Crouching tiger, hidden dinosaur?
The entry in A Chinese-English Dictionary (published in China in 1979) for dragon gives the meanings as:
- imperial (as in imperial robe)
- a huge extinct reptile: dinosaur
- a surname.
Clearly, the dictionary recognizes that dragons were real animals and the language also connects dinosaurs to them. Indeed, the characters rendering ‘dinosaur' in a paleontology context, (‘konglong'), literally mean ‘fearsome dragon'—remember that the English word ‘dinosaur' was not invented until 1841.
Image from <www.geocities.com/ bernardburn>
The traditional (complex) way of writing ‘dragon’. Chinese people see the right part as reflecting the spiny back and tail of the dragon.
Also, there are many sayings in Chinese that connect dragons with still-living animals, such as tigers. For example:
- ‘like a coiling dragon and crouching tiger’—meaning a forbidding strategic point. A variation on this saying inspired the title of the recent award-winning Chinese movie, Crouching Tiger, Hidden Dragon, meaning a benign looking place with powerful hidden forces.
- ‘dragon’s pool and tiger’s den’—meaning a dangerous place.
- ‘dragons rising and tigers leaping’—meaning a scene of bustling activity.
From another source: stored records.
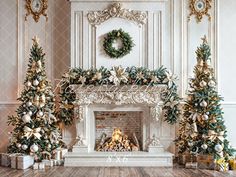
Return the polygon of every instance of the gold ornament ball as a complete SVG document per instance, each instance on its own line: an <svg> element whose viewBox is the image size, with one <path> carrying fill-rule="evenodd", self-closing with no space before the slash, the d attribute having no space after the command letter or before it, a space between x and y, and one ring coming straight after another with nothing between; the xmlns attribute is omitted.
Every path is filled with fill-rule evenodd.
<svg viewBox="0 0 236 177"><path fill-rule="evenodd" d="M207 146L207 144L202 144L202 145L201 145L201 148L204 149L204 150L206 150L206 149L208 148L208 146Z"/></svg>
<svg viewBox="0 0 236 177"><path fill-rule="evenodd" d="M30 116L32 116L33 113L32 113L32 111L29 111L28 114L29 114Z"/></svg>
<svg viewBox="0 0 236 177"><path fill-rule="evenodd" d="M38 81L37 79L35 79L35 80L33 81L33 85L34 85L34 86L39 85L39 81Z"/></svg>
<svg viewBox="0 0 236 177"><path fill-rule="evenodd" d="M206 115L206 114L204 114L204 115L202 116L202 118L203 118L203 120L208 120L209 116Z"/></svg>
<svg viewBox="0 0 236 177"><path fill-rule="evenodd" d="M208 86L210 86L210 87L215 87L215 85L216 85L216 83L213 80L208 82Z"/></svg>
<svg viewBox="0 0 236 177"><path fill-rule="evenodd" d="M27 146L26 144L23 144L23 145L21 146L21 148L22 148L23 150L26 150L26 149L28 149L28 146Z"/></svg>
<svg viewBox="0 0 236 177"><path fill-rule="evenodd" d="M207 102L203 100L203 101L200 103L200 106L202 106L202 107L207 107Z"/></svg>
<svg viewBox="0 0 236 177"><path fill-rule="evenodd" d="M33 144L32 146L30 146L30 151L31 152L38 152L38 150L39 150L38 145Z"/></svg>
<svg viewBox="0 0 236 177"><path fill-rule="evenodd" d="M22 117L22 120L24 123L29 123L31 121L31 117L29 114L25 114L23 117Z"/></svg>
<svg viewBox="0 0 236 177"><path fill-rule="evenodd" d="M26 103L26 106L32 106L32 102L28 101L28 102Z"/></svg>
<svg viewBox="0 0 236 177"><path fill-rule="evenodd" d="M26 86L27 86L27 87L30 87L31 85L32 85L32 84L31 84L30 81L26 82Z"/></svg>
<svg viewBox="0 0 236 177"><path fill-rule="evenodd" d="M21 148L21 144L20 144L20 143L17 143L17 144L16 144L16 147L17 147L17 148Z"/></svg>
<svg viewBox="0 0 236 177"><path fill-rule="evenodd" d="M43 116L43 111L39 111L39 112L38 112L38 116L39 116L39 117L42 117L42 116Z"/></svg>
<svg viewBox="0 0 236 177"><path fill-rule="evenodd" d="M206 83L205 81L201 81L201 82L200 82L200 86L201 86L201 87L205 87L206 85L207 85L207 83Z"/></svg>

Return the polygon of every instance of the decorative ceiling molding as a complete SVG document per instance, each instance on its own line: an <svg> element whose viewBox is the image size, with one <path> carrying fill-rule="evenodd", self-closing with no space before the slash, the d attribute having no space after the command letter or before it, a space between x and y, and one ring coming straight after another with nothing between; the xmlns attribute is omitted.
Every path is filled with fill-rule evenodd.
<svg viewBox="0 0 236 177"><path fill-rule="evenodd" d="M90 11L87 14L88 21L92 25L100 25L110 18L123 18L129 21L133 21L138 25L146 23L147 15L145 12L123 9L120 3L114 3L108 6L102 11Z"/></svg>
<svg viewBox="0 0 236 177"><path fill-rule="evenodd" d="M211 20L211 15L209 10L211 9L212 0L189 0L190 14L188 20L192 15L196 16L197 22L201 22L204 15L208 17L208 20Z"/></svg>

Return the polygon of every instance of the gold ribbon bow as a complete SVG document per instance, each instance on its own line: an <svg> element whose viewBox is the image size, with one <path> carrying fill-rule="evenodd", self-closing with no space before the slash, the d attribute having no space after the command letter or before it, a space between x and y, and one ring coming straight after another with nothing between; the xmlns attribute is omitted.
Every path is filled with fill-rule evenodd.
<svg viewBox="0 0 236 177"><path fill-rule="evenodd" d="M35 136L36 138L40 139L41 138L41 134L39 133L41 131L41 128L35 128L35 129L31 129L27 126L24 127L24 136L29 139L31 136Z"/></svg>
<svg viewBox="0 0 236 177"><path fill-rule="evenodd" d="M221 131L221 132L215 132L214 130L209 130L208 131L208 138L209 140L211 141L214 141L216 138L218 138L220 141L224 141L224 131Z"/></svg>

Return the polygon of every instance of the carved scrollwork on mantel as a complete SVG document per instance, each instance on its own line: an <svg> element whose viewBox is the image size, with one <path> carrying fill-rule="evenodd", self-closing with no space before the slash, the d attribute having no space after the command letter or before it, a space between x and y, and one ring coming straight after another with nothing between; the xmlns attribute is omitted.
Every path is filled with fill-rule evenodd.
<svg viewBox="0 0 236 177"><path fill-rule="evenodd" d="M90 11L87 14L88 21L91 25L100 25L106 20L114 17L123 18L129 21L133 21L138 25L143 25L146 23L147 14L145 12L123 9L121 4L116 2L108 6L108 8L102 11Z"/></svg>
<svg viewBox="0 0 236 177"><path fill-rule="evenodd" d="M159 86L70 86L76 93L75 113L79 121L84 120L84 107L93 104L142 105L150 108L151 117L159 120L163 101L161 95L166 91L165 85Z"/></svg>

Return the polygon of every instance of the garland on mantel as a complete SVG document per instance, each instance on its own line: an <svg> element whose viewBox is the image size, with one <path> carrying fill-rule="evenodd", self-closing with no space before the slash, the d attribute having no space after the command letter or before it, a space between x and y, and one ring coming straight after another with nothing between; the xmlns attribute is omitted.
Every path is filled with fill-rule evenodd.
<svg viewBox="0 0 236 177"><path fill-rule="evenodd" d="M70 85L148 85L155 86L159 84L167 85L168 89L161 95L164 102L163 113L165 121L169 124L177 122L180 114L179 101L177 94L176 77L163 66L156 70L149 70L143 67L120 66L113 67L111 70L101 67L99 69L84 70L81 68L72 68L63 75L60 83L60 107L57 112L61 122L65 125L71 125L74 117L73 102L76 94L70 89Z"/></svg>

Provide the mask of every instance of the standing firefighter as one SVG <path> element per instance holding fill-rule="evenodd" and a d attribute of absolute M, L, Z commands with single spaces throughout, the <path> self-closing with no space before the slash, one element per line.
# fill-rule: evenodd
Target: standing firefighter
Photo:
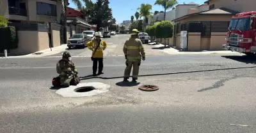
<path fill-rule="evenodd" d="M 126 40 L 124 46 L 123 50 L 126 59 L 126 68 L 124 71 L 124 81 L 128 81 L 132 66 L 132 81 L 136 81 L 139 74 L 141 57 L 143 61 L 145 59 L 142 42 L 138 39 L 138 34 L 139 31 L 137 29 L 133 29 L 131 34 L 131 38 Z"/>
<path fill-rule="evenodd" d="M 56 70 L 60 74 L 60 84 L 62 87 L 76 85 L 80 82 L 77 76 L 77 70 L 71 61 L 71 55 L 68 52 L 65 52 L 62 55 L 62 59 L 58 62 Z"/>
<path fill-rule="evenodd" d="M 92 51 L 92 60 L 93 61 L 92 70 L 93 76 L 96 76 L 97 67 L 99 62 L 98 74 L 103 74 L 103 51 L 107 47 L 106 42 L 100 39 L 99 32 L 95 32 L 95 38 L 87 43 L 87 47 Z"/>

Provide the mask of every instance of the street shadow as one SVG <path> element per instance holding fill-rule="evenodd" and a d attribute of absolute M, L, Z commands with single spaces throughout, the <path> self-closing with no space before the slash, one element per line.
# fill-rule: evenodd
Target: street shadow
<path fill-rule="evenodd" d="M 243 56 L 237 56 L 237 55 L 230 55 L 230 56 L 221 56 L 222 57 L 234 60 L 237 62 L 241 62 L 246 64 L 256 64 L 256 56 L 248 56 L 248 55 L 243 55 Z"/>
<path fill-rule="evenodd" d="M 132 81 L 120 81 L 116 83 L 116 85 L 119 87 L 134 87 L 140 85 L 140 82 Z"/>
<path fill-rule="evenodd" d="M 49 89 L 50 90 L 59 90 L 61 87 L 51 87 Z"/>
<path fill-rule="evenodd" d="M 152 48 L 152 49 L 154 49 L 154 50 L 164 50 L 164 49 L 166 49 L 166 48 L 170 48 L 170 47 L 166 46 L 160 46 L 160 47 Z"/>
Furthermore, of the twelve symbols used in the Chinese lunar calendar cycle, eleven are real animals (pig, rat, rabbit, tiger, etc.), suggesting that the remaining one, the dragon, is equally real.
The above evidence is consistent with identifying dinosaurs with the dragons of Chinese history as real animals that have lived not too long ago. This contradicts the whole idea of an ‘age of dinosaurs’ millions of years before people existed, and further supports the Biblical account of the real history of the world.